Basic Rules For Crafting An 8th Grade Argumentative Essay On Recycling
Many students really enjoy writing argumentative essays, as it enables them to be relatively creative with the writing style that they are using. For example, you can explore your abilities to persuade someone about a particular subject, even if you do not necessarily agree with what you are saying. In fact, sometimes it can be particularly challenging, as well as rewarding, to create a piece of work based on a point of view that you do not necessarily share.
Therefore, when it comes to writing an argumentative paper for an eighth grade paper on recycling, you do not necessarily have to choose a point of view that you necessarily agree with. Ultimately, the main aim of the work is to try and persuade the reader about something related to the topic of recycling. In order to do this, you should be put forward arguments in a logical manner, backed up with any evidence that you can find from the Internet, or elsewhere.
Deciding on a relevant topic
There are many different topics that you can use when it comes to recycling. For example, you may wish to argue that recycling should be compulsory, and that all homes should have a range of different bins, depending upon the products that they are throwing away. Likewise, you may wish to suggest that companies and businesses do more to ensure that any waste that they are throwing away is recycled, where possible.

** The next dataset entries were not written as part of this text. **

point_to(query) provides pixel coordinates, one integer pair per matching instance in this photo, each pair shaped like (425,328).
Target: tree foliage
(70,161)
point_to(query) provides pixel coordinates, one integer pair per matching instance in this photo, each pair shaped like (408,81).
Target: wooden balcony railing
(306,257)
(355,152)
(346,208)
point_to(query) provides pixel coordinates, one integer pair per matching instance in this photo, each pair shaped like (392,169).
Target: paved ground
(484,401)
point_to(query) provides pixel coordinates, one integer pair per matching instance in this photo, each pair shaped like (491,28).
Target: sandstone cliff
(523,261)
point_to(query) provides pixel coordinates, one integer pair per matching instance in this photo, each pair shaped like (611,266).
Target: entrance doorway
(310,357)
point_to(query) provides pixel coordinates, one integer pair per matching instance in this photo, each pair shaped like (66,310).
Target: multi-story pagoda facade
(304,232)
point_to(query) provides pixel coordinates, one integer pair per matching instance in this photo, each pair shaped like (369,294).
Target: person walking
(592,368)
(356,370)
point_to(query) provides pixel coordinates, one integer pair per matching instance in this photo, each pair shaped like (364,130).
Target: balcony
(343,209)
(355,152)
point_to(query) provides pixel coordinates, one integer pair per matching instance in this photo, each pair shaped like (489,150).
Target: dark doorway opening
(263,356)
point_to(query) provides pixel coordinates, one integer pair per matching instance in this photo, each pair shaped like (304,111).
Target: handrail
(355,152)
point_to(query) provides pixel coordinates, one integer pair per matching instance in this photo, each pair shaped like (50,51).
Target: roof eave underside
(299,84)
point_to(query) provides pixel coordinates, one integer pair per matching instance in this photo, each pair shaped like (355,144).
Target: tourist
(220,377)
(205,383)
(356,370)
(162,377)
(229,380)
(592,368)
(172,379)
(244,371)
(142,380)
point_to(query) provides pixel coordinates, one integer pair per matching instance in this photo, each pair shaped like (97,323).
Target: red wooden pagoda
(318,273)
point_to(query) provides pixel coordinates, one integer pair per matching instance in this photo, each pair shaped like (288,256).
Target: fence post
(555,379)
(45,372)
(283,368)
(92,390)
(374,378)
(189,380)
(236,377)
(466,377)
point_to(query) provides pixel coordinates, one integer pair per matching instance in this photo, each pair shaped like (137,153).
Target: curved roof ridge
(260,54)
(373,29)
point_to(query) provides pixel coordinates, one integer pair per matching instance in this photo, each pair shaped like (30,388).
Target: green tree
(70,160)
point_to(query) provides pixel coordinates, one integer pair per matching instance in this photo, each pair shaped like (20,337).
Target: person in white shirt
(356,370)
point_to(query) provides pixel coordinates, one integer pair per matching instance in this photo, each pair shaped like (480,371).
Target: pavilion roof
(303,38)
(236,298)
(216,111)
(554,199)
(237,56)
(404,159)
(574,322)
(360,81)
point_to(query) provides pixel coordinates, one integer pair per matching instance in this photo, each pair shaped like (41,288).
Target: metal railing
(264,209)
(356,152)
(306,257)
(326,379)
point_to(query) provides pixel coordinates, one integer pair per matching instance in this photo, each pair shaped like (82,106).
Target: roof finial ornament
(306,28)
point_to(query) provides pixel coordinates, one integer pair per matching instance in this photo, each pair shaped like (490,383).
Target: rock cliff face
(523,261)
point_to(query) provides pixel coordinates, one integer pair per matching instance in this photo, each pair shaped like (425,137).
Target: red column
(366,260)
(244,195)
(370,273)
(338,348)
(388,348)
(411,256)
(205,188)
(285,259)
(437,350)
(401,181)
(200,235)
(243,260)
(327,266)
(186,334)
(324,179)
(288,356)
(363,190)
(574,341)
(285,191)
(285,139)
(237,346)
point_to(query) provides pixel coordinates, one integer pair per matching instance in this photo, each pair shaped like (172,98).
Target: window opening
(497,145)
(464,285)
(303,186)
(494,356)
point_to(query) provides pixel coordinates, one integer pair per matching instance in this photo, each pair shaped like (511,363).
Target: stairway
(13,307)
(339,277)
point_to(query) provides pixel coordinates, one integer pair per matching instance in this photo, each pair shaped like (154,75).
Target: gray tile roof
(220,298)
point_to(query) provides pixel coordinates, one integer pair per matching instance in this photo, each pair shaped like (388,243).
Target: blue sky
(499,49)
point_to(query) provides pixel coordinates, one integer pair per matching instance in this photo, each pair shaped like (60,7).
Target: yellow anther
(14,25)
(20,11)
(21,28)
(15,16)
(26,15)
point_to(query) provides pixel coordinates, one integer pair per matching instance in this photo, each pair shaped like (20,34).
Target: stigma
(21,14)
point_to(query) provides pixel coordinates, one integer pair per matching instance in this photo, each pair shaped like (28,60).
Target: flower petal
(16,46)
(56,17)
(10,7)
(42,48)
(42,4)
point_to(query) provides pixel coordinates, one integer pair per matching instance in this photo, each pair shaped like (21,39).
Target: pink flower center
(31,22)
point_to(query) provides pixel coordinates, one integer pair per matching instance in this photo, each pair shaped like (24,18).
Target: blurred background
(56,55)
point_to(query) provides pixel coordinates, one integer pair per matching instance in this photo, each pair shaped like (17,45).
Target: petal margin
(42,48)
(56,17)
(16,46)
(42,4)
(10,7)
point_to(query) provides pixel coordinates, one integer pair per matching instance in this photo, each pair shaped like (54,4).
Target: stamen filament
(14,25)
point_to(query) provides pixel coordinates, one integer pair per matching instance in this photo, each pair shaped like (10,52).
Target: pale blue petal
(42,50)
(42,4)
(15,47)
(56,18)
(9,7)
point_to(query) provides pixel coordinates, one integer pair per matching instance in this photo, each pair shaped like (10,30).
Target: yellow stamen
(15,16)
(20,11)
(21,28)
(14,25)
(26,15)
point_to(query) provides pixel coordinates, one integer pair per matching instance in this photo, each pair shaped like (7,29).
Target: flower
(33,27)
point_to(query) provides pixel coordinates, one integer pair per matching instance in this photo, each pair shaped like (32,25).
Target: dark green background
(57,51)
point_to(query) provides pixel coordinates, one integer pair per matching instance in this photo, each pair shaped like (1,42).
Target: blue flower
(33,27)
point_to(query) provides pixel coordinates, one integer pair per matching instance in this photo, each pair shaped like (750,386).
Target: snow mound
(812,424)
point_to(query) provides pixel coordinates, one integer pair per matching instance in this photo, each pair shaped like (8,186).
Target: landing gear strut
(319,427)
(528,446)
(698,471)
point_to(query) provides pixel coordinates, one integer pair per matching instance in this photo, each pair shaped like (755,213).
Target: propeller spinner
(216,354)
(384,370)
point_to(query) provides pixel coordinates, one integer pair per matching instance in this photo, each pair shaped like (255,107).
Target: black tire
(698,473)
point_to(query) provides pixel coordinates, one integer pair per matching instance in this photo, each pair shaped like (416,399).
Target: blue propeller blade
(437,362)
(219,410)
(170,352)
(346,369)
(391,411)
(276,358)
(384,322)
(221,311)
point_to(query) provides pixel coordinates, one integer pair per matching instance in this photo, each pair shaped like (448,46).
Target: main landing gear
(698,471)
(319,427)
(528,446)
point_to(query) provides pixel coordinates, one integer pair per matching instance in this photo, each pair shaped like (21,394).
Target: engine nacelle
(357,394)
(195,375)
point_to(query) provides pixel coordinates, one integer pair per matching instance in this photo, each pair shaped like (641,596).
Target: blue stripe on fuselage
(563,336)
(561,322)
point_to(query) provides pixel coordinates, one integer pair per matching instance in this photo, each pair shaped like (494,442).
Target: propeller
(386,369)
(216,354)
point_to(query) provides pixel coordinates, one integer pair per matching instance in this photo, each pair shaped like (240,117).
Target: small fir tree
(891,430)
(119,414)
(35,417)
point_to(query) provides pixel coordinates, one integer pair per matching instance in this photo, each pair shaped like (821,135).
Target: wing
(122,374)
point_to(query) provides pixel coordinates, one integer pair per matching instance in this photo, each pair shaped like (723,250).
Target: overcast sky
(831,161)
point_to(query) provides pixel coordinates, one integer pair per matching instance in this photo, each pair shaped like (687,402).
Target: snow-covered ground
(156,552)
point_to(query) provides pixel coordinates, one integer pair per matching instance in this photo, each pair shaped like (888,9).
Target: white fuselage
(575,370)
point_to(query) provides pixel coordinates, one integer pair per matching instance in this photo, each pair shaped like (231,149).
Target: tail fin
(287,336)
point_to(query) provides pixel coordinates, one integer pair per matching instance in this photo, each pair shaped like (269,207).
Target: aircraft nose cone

In order to think of good topics, you may wish to look at papers that other people have written, as well as any relevant articles in newspapers and other publications, or online.
Structuring your work effectively
The precise structure of your essay will very much depend upon any instructions that you have been given relating to how to do the work. For example, if you have been asked to write a five paragraph paper, then the middle three paragraphs will be used as the body section, with each of the three paragraphs outlining a new argument. Alternatively, if you are writing a more in-depth piece of work, then you might need to use more than a single paragraph for each argument the are making.
Ultimately, you want to start with your strongest arguments, before leading on to any secondary or further arguments. In order to help ensure that your work is logically structured, it is important that you plan the work before you start writing anything.